Cerita yang diangkat dari kisah nyata, akan membawa sentuhan yang tak terkira, sebab rasa didalamnya mengalir dan terbentuk alur dengan sendirinya. Hal itulah yang digarap dalam novel berjudul Gia, The Diary of a Little Angel. Kisah nyata dalam novel bercover merah jambu tersebut, mengangkat perjuangan hidup tokoh utama yaitu Nazila Apregia Reigane atau yang kerap disapa De Gia dalam menghadapi penyakit Acute Myeloid Leukimia (AML).

Peluncuran buku Gia
Dok. Pribadi


Gramedia Matraman, menjadi lokasi peluncuran novel yang ditulis Mbak Irma Irawati dan diterbitkan oleh Bhuana Sastra.

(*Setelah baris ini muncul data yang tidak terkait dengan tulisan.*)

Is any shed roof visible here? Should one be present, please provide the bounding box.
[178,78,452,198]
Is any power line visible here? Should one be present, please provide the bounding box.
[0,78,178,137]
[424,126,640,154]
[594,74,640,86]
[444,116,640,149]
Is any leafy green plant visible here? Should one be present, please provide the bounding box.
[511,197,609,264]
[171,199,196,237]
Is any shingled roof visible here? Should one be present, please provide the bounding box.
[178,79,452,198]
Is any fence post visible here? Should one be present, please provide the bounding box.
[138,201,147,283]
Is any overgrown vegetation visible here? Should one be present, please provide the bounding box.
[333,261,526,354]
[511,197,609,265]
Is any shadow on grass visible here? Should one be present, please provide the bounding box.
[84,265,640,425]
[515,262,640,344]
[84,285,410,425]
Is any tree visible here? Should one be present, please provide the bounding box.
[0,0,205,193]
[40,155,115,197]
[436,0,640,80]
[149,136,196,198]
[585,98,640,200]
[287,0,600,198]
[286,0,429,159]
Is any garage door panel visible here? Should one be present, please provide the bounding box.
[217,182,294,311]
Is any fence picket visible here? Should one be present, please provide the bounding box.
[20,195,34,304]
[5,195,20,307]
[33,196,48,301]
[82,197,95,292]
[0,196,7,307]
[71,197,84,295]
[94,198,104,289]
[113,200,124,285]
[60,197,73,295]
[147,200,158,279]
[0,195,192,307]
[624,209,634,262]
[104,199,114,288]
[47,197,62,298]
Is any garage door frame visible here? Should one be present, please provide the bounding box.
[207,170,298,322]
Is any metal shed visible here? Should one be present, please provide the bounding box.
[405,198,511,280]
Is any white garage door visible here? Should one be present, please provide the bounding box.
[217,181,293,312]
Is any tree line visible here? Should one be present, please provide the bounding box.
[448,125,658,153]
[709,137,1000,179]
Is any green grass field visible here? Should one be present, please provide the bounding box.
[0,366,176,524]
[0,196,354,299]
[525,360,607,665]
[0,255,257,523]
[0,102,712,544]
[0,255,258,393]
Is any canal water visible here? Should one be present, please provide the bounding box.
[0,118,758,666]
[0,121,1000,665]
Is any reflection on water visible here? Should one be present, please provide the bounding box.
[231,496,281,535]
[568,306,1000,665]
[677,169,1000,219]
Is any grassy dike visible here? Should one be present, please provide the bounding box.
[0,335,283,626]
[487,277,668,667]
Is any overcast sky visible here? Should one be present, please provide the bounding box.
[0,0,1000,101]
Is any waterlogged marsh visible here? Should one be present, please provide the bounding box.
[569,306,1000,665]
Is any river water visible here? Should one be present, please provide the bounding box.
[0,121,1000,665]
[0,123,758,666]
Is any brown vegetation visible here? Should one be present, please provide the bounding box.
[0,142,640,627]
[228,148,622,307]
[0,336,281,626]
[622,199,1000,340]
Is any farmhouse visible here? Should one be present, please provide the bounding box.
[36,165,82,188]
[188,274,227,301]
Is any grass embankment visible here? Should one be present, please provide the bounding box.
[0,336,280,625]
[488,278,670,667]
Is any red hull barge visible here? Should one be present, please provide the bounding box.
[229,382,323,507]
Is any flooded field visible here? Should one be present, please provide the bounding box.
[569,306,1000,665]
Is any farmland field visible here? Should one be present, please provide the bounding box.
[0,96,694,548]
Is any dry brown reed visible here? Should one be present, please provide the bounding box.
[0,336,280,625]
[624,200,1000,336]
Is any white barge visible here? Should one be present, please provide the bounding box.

Saya yang berkesempatan untuk hadir dalam acara dengan konsep Talk Show tersebut, menghadirkan tidak hanya penulisnya saja, namun juga narasumber langsung yang berkaitan dengan sosok De Gia yaitu Bapak Fadlil Yani Ainusyamsi (ayah De Gia), dan Ibu Chusna Arifah (ibu De Gia).



"Penulisan ini sempat mandek, tapi ternyata dalam sebulan, bisa dirampungkan," ujar Mbak Irma pada kesempatan tersebut.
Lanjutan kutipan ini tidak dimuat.